Samuel Bowles : Il pourrait être impossible de mettre fin à la pandémie dans un temps raisonnable en forçant la main des citoyens. Dans tous les cas, cela pourrait entraîner des coûts, notamment une aggravation des conflits sociaux et une aliénation supplémentaire des citoyens vis-à-vis du gouvernement ou des élites professionnelles. Il pourrait en résulter une cascade négative de méfiance de la part du public, qui alimenterait la résistance aux vaccins, ce qui nécessiterait une action coercitive plus étendue et éroderait davantage la confiance du public.

Quelle est, selon vous, la meilleure option pour faire vacciner les gens contre le Covid 19 ? et plus largement pour agir sur de tels enjeux mondiaux ?

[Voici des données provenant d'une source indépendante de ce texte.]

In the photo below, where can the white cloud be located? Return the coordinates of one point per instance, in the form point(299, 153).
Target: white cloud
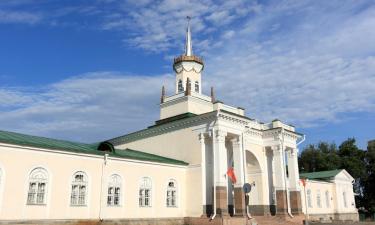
point(305, 62)
point(88, 108)
point(19, 17)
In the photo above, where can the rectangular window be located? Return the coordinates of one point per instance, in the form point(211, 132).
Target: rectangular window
point(328, 199)
point(309, 202)
point(318, 200)
point(31, 194)
point(36, 193)
point(144, 197)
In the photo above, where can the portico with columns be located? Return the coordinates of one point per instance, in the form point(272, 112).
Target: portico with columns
point(263, 155)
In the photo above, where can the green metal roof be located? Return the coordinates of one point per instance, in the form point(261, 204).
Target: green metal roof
point(54, 144)
point(322, 175)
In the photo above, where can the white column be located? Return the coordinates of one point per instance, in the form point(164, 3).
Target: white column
point(293, 170)
point(238, 161)
point(279, 168)
point(220, 158)
point(203, 167)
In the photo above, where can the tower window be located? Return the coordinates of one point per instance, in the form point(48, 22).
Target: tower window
point(180, 87)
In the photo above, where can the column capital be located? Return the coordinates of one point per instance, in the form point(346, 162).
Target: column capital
point(236, 141)
point(294, 151)
point(201, 137)
point(220, 135)
point(276, 148)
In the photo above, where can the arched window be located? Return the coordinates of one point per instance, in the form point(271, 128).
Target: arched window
point(318, 199)
point(196, 86)
point(328, 199)
point(145, 191)
point(172, 194)
point(180, 87)
point(309, 202)
point(79, 189)
point(114, 190)
point(344, 198)
point(38, 181)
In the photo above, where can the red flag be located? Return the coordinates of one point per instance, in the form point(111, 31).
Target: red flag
point(231, 175)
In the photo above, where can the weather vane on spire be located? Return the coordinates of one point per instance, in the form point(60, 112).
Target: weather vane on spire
point(188, 45)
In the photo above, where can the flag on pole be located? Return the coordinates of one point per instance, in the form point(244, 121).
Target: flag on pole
point(231, 175)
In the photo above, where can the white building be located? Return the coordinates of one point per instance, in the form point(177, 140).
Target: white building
point(329, 195)
point(175, 171)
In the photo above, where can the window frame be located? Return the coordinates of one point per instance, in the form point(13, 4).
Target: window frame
point(142, 193)
point(41, 184)
point(168, 199)
point(344, 199)
point(79, 185)
point(328, 199)
point(180, 86)
point(115, 184)
point(318, 199)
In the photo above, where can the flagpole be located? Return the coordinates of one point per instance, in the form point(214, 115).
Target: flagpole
point(306, 203)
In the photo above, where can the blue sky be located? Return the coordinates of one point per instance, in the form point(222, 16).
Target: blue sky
point(91, 70)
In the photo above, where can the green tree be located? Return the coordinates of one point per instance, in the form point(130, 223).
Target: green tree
point(360, 164)
point(369, 183)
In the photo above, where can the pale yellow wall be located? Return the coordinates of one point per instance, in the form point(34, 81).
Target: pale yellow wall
point(181, 144)
point(18, 163)
point(259, 193)
point(314, 186)
point(194, 192)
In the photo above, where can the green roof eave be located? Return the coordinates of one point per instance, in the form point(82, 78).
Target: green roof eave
point(76, 147)
point(143, 156)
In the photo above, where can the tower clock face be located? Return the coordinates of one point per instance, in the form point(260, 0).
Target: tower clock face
point(178, 68)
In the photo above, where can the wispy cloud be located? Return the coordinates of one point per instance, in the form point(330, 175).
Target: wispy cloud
point(19, 17)
point(89, 107)
point(305, 62)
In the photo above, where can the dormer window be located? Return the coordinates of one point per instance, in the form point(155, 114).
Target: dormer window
point(180, 87)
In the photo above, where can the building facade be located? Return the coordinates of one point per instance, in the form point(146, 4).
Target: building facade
point(175, 170)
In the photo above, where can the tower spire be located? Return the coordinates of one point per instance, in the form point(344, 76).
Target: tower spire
point(188, 45)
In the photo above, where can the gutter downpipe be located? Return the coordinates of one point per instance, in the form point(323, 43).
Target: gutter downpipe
point(244, 174)
point(285, 174)
point(214, 163)
point(101, 186)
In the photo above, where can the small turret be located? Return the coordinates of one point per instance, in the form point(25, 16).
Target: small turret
point(188, 66)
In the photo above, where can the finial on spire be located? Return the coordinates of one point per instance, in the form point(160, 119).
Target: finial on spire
point(162, 99)
point(212, 95)
point(188, 45)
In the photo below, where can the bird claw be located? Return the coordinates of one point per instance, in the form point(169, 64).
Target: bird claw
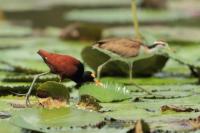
point(98, 83)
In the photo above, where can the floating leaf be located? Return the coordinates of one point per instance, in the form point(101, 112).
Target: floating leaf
point(108, 93)
point(54, 120)
point(177, 108)
point(144, 67)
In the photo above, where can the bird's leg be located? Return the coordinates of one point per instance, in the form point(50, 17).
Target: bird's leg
point(135, 20)
point(60, 79)
point(31, 87)
point(101, 67)
point(130, 64)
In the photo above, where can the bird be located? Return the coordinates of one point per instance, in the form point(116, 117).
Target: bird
point(65, 66)
point(128, 51)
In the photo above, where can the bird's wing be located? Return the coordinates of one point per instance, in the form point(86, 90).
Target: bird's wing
point(64, 64)
point(123, 47)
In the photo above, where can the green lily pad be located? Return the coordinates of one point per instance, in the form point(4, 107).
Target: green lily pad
point(53, 89)
point(54, 120)
point(108, 93)
point(145, 67)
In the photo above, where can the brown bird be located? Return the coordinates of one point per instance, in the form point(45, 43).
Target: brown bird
point(66, 67)
point(128, 51)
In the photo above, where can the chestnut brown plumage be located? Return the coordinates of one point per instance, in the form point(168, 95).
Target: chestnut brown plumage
point(66, 67)
point(128, 51)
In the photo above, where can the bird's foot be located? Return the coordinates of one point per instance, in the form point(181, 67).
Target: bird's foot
point(98, 83)
point(27, 101)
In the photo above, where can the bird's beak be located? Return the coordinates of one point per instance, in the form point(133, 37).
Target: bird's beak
point(93, 75)
point(97, 82)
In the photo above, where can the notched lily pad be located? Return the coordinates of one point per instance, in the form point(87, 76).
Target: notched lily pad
point(145, 67)
point(53, 89)
point(107, 93)
point(165, 108)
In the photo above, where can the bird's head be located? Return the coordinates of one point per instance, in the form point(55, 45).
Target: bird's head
point(160, 47)
point(90, 77)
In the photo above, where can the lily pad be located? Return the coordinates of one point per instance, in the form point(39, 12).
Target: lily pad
point(145, 67)
point(106, 93)
point(54, 120)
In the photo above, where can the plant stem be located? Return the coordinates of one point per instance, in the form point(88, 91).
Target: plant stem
point(135, 20)
point(1, 15)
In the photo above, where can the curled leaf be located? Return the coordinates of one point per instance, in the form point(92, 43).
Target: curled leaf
point(54, 90)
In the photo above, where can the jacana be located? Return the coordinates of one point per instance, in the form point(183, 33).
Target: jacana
point(67, 67)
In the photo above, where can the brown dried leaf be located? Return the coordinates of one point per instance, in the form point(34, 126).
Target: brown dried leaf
point(195, 123)
point(52, 103)
point(89, 102)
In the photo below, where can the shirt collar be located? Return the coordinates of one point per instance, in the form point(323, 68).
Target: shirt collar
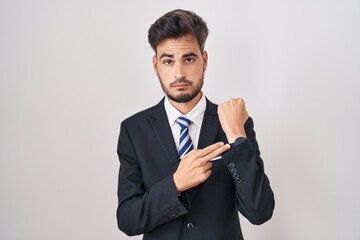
point(195, 115)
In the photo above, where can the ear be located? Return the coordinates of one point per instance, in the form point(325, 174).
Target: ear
point(205, 59)
point(155, 64)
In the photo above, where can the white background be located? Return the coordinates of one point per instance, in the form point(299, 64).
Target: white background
point(71, 71)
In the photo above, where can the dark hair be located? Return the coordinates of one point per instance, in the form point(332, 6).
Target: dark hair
point(176, 24)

Samuel Bowles et Katrin Schmelz : Nous ne savons pas, bien sûr, si les résultats d'une enquête allemande s'appliqueraient à la France.

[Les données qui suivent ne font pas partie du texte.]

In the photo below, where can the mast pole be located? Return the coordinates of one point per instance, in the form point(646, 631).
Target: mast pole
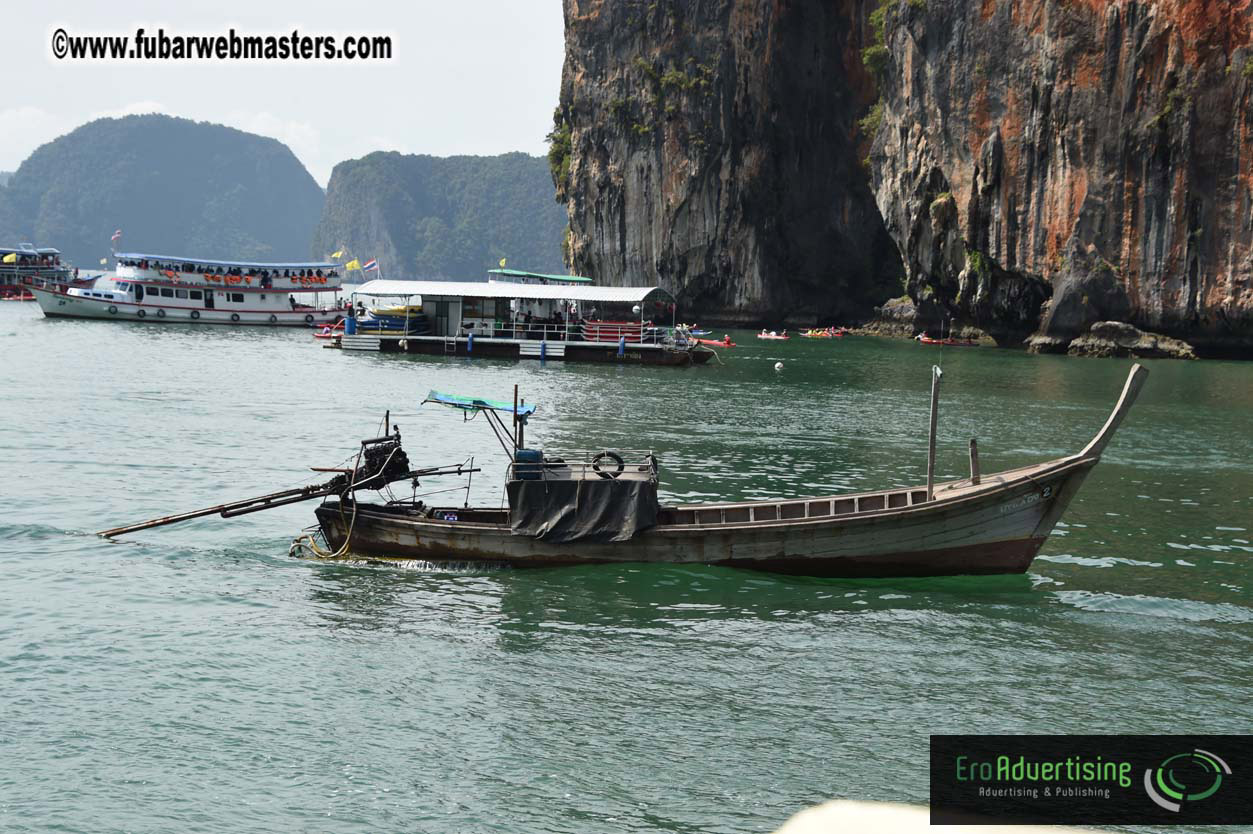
point(931, 433)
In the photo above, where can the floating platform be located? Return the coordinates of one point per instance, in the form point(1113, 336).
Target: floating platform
point(509, 348)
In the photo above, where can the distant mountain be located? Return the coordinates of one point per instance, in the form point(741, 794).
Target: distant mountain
point(172, 185)
point(455, 217)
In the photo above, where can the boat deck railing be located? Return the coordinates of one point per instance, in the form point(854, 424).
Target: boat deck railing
point(632, 465)
point(575, 331)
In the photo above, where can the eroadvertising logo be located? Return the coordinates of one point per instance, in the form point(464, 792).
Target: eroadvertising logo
point(1095, 779)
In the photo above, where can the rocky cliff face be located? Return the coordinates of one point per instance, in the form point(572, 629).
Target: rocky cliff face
point(442, 217)
point(1054, 163)
point(173, 185)
point(711, 145)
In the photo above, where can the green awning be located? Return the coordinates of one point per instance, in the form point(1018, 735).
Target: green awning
point(476, 403)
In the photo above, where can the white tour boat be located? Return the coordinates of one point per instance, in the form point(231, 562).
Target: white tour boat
point(168, 289)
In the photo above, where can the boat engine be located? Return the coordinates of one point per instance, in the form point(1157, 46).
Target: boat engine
point(382, 461)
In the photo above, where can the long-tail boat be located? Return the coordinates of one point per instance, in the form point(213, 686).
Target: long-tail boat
point(603, 509)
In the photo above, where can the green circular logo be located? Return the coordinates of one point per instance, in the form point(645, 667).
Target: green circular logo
point(1185, 778)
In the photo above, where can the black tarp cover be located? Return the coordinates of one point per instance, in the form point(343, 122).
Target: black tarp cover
point(578, 510)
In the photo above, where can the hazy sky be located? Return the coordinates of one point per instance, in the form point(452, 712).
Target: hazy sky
point(469, 77)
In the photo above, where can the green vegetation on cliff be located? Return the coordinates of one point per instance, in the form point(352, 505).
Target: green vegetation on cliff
point(172, 185)
point(455, 217)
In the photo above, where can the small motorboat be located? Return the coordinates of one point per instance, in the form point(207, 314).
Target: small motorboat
point(328, 331)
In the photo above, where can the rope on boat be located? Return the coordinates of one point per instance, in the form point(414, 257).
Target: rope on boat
point(706, 347)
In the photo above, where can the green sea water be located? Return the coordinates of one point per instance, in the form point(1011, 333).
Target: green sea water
point(198, 679)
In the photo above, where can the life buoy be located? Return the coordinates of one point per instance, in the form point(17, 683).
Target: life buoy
point(607, 472)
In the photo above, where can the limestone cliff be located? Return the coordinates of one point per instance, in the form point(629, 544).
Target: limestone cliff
point(711, 145)
point(442, 217)
point(1097, 152)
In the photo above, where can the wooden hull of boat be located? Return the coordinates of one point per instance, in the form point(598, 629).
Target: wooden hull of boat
point(996, 527)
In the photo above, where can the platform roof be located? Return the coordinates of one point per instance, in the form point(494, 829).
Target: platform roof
point(208, 262)
point(523, 273)
point(505, 289)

Trois choses cependant. Premièrement, il s'agit de renforcer la confiance du public, grâce à une plus grande transparence et à la responsabilisation des élites politiques et professionnelles.

Deuxièmement, notre enquête suggère que le fait de convaincre les citoyens que le vaccin est efficace améliorera la disposition de ces derniers à se faire vacciner.

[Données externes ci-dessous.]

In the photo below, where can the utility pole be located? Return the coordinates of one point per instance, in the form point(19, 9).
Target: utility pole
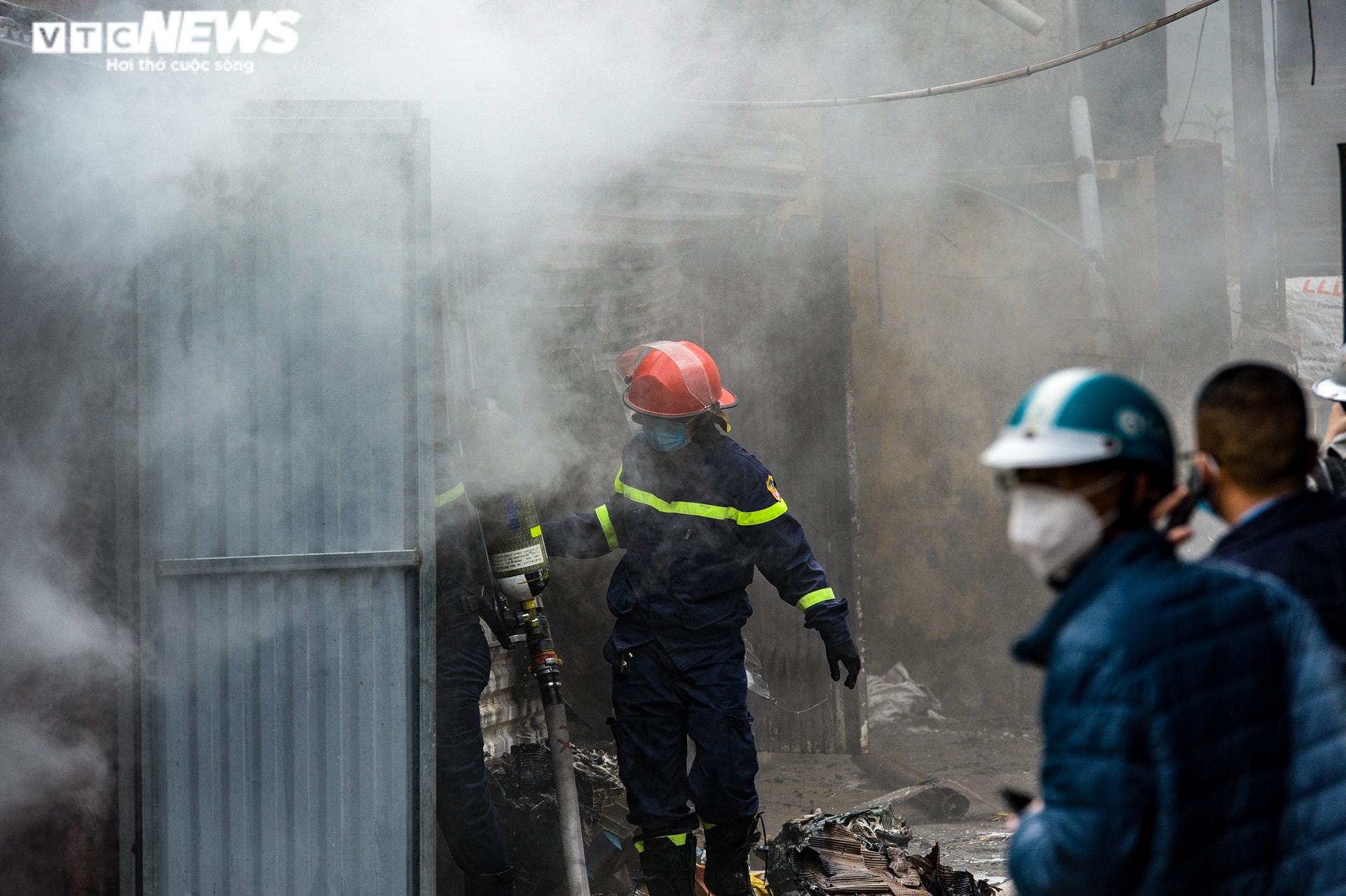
point(1101, 308)
point(1260, 303)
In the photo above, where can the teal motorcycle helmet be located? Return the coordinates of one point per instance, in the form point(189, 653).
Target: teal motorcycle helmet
point(1082, 416)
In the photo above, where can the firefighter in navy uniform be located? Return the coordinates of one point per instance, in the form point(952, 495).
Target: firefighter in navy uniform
point(695, 513)
point(463, 660)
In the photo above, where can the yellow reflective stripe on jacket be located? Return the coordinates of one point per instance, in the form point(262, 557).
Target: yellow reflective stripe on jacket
point(605, 520)
point(692, 509)
point(815, 597)
point(453, 494)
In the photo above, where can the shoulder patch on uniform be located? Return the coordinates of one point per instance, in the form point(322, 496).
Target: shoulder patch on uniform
point(770, 486)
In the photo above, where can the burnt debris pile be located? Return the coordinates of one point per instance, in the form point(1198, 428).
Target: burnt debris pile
point(524, 794)
point(857, 853)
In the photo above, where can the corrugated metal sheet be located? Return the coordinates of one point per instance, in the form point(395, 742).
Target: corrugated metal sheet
point(512, 711)
point(285, 423)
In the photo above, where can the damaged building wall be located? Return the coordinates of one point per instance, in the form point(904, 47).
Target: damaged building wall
point(960, 303)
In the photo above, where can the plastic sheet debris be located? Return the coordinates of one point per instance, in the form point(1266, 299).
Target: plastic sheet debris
point(894, 696)
point(859, 852)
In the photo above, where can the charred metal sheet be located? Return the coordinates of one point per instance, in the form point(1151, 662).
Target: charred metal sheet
point(936, 796)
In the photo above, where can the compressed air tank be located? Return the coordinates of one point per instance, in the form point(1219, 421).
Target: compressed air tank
point(504, 498)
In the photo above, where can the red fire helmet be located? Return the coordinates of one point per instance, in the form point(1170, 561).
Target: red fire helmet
point(672, 380)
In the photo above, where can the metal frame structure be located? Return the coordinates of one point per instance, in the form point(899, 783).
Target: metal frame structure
point(348, 575)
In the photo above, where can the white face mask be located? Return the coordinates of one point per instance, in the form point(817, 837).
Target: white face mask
point(1054, 529)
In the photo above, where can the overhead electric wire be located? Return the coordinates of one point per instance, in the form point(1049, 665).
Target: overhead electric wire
point(1312, 46)
point(961, 86)
point(1192, 85)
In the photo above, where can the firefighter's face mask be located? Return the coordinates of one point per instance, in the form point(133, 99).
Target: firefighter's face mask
point(665, 435)
point(1054, 529)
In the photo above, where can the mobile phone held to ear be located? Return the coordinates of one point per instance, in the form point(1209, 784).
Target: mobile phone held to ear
point(1181, 515)
point(1015, 799)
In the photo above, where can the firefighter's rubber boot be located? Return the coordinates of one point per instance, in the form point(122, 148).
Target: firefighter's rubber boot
point(498, 884)
point(727, 849)
point(668, 868)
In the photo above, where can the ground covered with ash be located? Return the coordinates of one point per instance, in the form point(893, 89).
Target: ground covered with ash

Troisièmement, la psychologie a démontré que le conformisme est une incitation puissante. Cela suggère que, plus le nombre de personnes vaccinées augmente, plus la résistance diminue (bien qu'il semble que certaines personnes résisteront toujours à la vaccination). Notre modèle suggère que même si la fraction de personnes prêtes à se faire vacciner volontairement est initialement modeste, le fait de signaler la prévalence des personnes déjà vaccinées ou prêtes à l'être peut suffire à inciter d'autres personnes à abandonner leurs hésitations en matière de vaccination dans une réaction en cascade vertueuse. À l'inverse, l'attention portée par les médias aux personnes refusant le vaccin pourrait également générer une cascade de résistance au vaccin par conformisme.

Nos résultats peuvent être porteurs d'enseignements au-delà de l'étude COVID-19. Envisageons l’exemple des politiques publiques pour faire face au changement climatique. Le maintien des valeurs environnementalistes sera essentiel pour l'adoption et la mise en œuvre des politiques obligatoires nécessaires. En outre, des normes sociales vertes seront nécessaires pour réduire l'empreinte carbone de nos modes de vie personnels, étant donné les capacités limitées de l'État à faire respecter la loi dans ce domaine et les préoccupations relatives à la protection de la vie privée. Nous devons veiller à ce que les politiques adoptées ne détruisent pas les valeurs nécessaires pour atteindre les objectifs de ces dernières.